There are two options. One is to remove /etc/grub.d/09_fix_root_on_zfs file and regenerate grub menu. (Again I recommend you to install bieaz so that you can use bieaz menu -g instead of grub2-mkconfig -o /boot/efi/EFI/rocky/grub.cfg then mirror EFI content. bieaz has built-in support for mirrored EFI partitions.) This has its own set of drawbacks including, if unlucky, the possibility of rendering your system unbootable.

The second one is to just unplug the USB drive before reboot.

ghost commented 2 years ago

someone installed it but does not use it because he doesn't know the role of the package

There's no concern of that because I hooked bieaz with DNF package manager: when you have it installed, it would took snapshots automatically whenever you use DNF like install, remove, or update packages.

You can still install it with:

dnf copr enable -y m0p/bieaz
dnf install -y bieaz python3-dnf-plugin-rozb3
ghost commented 2 years ago

last one being interpreted as a command.

Thanks for the tip. Will open a pull request once we sorted out the current issue.

mdiepart commented 2 years ago

someone installed it but does not use it because he doesn't know the role of the package

There's no concern of that because I hooked bieaz with DNF package manager: when you have it installed, it would took snapshots automatically whenever you use DNF like install, remove, or update packages.

You can still install it with:

dnf copr enable -y m0p/bieaz
dnf install -y bieaz python3-dnf-plugin-rozb3

What I mean is that if it were me I wouldn't have thought about restoring the system using bieaz.

ghost commented 2 years ago

We are a special case because the installation is broken from start, so that assistance from me was needed. (maybe I should add a note somewhere)

Normally I would expect the system to be broken by package updates, in that case one can easily recover from GRUB menu.

mdiepart commented 2 years ago

Yeah okay I see what you mean.

I tried several things to fix the boot issue but nothing worked. The UUID grub uses appears nowhere in my system except in grub (it is not listed by blkid), and when I change the set root=hd0,gpt2 for set root= search -u --no-floppy <grub-uuid> manually for the UUID grub uses, it detects hd1,gpt1 instead of the expected hd1,gpt2. I tried by searching by label too (bpool_$INST_UUID) but it had the same problem. Maybe the search needs to be done later? I will let go of that as I do not have time to work on that now.

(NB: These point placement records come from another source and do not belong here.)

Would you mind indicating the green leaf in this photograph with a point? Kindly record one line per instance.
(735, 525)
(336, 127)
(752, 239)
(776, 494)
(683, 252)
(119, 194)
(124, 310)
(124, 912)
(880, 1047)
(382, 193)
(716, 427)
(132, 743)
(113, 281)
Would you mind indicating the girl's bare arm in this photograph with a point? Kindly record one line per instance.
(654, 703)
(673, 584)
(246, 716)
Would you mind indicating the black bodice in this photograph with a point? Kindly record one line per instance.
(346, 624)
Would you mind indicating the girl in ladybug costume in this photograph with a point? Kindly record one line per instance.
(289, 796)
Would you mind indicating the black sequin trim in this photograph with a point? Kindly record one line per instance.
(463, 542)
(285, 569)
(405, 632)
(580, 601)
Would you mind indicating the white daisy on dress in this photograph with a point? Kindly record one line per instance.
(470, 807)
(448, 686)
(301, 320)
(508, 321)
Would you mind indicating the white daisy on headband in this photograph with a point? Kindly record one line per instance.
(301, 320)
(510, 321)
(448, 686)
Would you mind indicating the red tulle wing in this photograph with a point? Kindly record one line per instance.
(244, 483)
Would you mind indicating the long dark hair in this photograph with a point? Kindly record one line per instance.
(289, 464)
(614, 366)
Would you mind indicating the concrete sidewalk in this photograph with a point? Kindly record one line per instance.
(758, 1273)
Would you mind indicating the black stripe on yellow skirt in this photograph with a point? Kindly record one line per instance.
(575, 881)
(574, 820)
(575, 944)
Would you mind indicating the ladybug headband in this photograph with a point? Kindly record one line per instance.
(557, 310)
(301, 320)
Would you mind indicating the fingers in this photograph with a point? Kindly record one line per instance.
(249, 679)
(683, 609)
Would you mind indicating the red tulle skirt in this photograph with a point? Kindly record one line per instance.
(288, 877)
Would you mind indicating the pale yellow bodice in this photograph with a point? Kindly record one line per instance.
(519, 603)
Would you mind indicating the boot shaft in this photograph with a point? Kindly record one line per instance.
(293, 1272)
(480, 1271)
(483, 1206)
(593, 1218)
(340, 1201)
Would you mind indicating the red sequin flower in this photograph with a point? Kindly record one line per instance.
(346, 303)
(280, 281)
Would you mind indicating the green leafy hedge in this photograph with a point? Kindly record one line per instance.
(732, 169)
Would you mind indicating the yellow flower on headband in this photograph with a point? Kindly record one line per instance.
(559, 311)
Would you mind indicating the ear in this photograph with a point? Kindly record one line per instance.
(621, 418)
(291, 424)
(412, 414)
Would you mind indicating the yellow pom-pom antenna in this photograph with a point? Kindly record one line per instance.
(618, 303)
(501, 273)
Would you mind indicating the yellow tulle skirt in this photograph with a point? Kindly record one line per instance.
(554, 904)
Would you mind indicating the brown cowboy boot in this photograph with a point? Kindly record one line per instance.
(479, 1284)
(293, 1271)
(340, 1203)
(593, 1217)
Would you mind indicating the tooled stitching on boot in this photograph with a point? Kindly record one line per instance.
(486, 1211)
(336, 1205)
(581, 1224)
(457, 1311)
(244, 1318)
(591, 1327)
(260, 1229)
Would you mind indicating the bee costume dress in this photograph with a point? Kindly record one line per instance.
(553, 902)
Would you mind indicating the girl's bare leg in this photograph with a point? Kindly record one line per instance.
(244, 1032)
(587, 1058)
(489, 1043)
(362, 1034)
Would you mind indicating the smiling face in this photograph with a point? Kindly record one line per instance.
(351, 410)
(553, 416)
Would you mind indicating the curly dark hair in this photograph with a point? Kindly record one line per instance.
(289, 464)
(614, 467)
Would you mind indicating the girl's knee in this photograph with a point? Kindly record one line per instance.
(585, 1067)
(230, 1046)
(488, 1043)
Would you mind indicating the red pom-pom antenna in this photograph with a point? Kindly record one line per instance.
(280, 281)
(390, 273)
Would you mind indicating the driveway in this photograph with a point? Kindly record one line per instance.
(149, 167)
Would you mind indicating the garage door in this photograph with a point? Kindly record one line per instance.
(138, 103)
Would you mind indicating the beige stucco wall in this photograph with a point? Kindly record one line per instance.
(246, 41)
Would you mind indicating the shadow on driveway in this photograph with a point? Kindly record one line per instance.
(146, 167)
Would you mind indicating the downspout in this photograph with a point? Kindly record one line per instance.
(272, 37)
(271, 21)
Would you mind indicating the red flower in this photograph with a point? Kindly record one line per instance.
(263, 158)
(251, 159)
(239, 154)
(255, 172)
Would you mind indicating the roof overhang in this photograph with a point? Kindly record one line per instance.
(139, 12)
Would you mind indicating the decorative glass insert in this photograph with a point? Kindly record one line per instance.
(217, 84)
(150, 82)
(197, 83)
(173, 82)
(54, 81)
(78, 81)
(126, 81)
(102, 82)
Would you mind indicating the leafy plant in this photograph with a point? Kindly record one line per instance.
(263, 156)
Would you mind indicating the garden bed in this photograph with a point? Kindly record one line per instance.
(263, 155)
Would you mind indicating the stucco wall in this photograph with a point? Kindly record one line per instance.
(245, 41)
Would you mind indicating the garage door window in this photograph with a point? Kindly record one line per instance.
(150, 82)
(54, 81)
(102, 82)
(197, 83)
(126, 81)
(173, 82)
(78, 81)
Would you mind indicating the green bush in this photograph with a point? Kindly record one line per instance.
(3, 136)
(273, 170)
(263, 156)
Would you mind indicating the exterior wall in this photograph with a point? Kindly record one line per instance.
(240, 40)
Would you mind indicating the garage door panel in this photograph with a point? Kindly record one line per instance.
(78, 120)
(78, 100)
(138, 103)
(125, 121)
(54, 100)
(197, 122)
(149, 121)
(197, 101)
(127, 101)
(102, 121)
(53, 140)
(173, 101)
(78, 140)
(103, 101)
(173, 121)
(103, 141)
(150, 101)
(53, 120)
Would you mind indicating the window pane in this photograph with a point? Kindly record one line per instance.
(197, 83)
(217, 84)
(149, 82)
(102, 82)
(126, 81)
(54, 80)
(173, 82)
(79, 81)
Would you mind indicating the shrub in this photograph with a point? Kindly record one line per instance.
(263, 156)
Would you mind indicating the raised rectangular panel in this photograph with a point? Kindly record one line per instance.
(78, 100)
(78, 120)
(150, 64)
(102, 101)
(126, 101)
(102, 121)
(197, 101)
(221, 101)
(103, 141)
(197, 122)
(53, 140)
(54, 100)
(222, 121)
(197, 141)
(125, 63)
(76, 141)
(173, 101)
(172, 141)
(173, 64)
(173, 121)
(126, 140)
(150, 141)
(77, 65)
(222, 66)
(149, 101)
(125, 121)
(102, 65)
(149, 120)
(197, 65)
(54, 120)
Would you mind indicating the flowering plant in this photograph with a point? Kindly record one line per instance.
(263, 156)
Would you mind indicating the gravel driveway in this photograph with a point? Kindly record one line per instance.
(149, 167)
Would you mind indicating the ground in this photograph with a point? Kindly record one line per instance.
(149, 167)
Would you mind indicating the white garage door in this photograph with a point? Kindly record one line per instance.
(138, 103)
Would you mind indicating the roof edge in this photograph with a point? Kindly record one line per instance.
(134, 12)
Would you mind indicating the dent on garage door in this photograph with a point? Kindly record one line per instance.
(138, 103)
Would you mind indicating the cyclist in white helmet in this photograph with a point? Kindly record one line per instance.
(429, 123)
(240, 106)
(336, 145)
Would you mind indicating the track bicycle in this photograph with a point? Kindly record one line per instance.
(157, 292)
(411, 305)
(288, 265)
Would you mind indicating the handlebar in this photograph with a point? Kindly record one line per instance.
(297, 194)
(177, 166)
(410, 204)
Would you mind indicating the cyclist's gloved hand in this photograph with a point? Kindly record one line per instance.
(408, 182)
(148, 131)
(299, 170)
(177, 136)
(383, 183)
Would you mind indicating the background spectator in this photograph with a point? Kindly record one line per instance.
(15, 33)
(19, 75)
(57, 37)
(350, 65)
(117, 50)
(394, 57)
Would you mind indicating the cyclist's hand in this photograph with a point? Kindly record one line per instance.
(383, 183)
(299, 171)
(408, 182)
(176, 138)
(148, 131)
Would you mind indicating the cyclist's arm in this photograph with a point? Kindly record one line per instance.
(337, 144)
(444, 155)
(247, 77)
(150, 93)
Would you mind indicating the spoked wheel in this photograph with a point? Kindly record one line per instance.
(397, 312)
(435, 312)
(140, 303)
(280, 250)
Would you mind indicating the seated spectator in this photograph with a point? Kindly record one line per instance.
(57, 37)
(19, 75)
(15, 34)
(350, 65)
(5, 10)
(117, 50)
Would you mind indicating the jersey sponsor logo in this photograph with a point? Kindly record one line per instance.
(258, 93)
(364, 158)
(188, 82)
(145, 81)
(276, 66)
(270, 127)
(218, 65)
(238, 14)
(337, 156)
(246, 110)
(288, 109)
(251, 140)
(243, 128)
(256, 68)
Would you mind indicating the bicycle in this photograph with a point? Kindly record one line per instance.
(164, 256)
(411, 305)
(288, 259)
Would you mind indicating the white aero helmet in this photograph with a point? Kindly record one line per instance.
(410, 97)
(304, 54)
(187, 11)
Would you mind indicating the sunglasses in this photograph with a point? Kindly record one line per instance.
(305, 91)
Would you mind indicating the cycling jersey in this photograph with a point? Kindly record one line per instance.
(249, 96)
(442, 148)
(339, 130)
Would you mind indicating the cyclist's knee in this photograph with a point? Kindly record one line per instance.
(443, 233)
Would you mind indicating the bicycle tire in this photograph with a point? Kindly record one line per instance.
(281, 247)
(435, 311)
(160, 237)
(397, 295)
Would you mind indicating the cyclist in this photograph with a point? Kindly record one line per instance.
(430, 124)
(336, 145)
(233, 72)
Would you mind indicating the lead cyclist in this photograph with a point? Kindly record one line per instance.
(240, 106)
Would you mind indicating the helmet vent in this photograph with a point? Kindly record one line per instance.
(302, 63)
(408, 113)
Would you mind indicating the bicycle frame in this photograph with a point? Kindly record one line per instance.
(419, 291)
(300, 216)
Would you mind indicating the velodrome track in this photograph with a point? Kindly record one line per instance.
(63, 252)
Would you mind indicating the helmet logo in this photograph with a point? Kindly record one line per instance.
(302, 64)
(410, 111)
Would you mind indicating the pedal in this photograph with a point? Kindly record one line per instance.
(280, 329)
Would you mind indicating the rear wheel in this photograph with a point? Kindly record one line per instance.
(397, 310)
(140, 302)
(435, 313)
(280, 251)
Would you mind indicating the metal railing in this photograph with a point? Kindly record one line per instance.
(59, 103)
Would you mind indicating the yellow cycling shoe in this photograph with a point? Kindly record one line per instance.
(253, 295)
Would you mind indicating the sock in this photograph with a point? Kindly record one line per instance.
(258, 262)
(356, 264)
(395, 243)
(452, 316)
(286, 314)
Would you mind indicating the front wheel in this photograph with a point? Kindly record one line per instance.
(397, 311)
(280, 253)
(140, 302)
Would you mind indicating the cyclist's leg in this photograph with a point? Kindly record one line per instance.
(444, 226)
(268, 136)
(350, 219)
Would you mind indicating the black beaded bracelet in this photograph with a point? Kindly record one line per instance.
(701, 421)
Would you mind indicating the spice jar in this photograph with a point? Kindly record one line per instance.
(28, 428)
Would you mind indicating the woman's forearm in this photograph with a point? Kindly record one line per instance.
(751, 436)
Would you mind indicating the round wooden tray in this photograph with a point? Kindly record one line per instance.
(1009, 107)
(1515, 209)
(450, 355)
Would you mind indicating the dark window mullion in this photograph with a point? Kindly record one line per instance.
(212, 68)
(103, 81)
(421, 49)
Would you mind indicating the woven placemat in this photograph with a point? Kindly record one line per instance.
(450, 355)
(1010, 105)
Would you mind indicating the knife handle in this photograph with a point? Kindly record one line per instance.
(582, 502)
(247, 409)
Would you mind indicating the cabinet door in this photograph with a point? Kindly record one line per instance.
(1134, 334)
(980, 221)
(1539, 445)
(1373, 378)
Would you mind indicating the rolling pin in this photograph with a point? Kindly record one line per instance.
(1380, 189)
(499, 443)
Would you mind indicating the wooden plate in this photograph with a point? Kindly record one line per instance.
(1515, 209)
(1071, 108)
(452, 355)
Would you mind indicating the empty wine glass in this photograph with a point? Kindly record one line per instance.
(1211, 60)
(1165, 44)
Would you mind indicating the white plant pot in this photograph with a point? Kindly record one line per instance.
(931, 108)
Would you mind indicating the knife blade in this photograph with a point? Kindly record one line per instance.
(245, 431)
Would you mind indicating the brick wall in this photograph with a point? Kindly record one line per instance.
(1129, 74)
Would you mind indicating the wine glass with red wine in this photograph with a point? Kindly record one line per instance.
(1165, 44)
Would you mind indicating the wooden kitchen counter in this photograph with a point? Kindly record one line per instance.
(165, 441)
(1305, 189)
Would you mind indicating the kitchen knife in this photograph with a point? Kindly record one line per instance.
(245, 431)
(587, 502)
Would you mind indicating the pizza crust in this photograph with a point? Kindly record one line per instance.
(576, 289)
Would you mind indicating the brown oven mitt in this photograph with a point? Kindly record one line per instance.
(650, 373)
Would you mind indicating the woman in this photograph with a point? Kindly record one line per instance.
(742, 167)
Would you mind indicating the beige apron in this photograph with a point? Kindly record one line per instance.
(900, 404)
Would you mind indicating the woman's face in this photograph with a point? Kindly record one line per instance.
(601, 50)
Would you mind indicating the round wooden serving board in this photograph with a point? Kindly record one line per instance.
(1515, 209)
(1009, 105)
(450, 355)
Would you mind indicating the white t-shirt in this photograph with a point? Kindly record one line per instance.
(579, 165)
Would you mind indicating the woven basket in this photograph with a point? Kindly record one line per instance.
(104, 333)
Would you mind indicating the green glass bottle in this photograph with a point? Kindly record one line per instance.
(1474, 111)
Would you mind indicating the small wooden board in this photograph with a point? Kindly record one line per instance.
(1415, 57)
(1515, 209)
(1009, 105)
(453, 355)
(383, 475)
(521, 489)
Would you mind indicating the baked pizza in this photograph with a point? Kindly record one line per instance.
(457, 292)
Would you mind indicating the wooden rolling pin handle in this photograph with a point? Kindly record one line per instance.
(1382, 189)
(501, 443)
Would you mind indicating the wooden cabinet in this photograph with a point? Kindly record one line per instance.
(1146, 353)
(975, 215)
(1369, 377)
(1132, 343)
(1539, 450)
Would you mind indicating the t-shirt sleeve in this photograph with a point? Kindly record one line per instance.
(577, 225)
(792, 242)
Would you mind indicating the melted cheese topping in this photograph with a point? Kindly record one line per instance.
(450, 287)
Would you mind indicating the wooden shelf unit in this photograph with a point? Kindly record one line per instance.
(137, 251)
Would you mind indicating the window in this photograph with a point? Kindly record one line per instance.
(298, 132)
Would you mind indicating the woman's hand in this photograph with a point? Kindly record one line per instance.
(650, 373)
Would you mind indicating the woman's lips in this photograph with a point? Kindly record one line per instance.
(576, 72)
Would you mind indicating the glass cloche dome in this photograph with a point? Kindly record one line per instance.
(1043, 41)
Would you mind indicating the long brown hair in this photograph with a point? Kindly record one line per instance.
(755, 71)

Thank you very much for your help. I do not think there is any issue to discuss here any more.

ghost commented 2 years ago

GRUB is a complex piece of software -- it's essentially a miniature (stage1 = 1MB) operating system in disguise., with support for almost every architecture (i386, x86_64, mips, ppc, arm32/64).

I tinkered with it a bit when I was developing GRUB menu integration for bieaz.

About the set root bit: if you have the time and patience (I spent about 3 months on writing bieaz and the guides), you will need to read the source code for grub, specifically grub-mkconfig and 10_linux.

A tip for bieaz: multi-disk support (mirror EFI content) is not enabled by default. You need to enable it inside /etc/bieaz.cfg.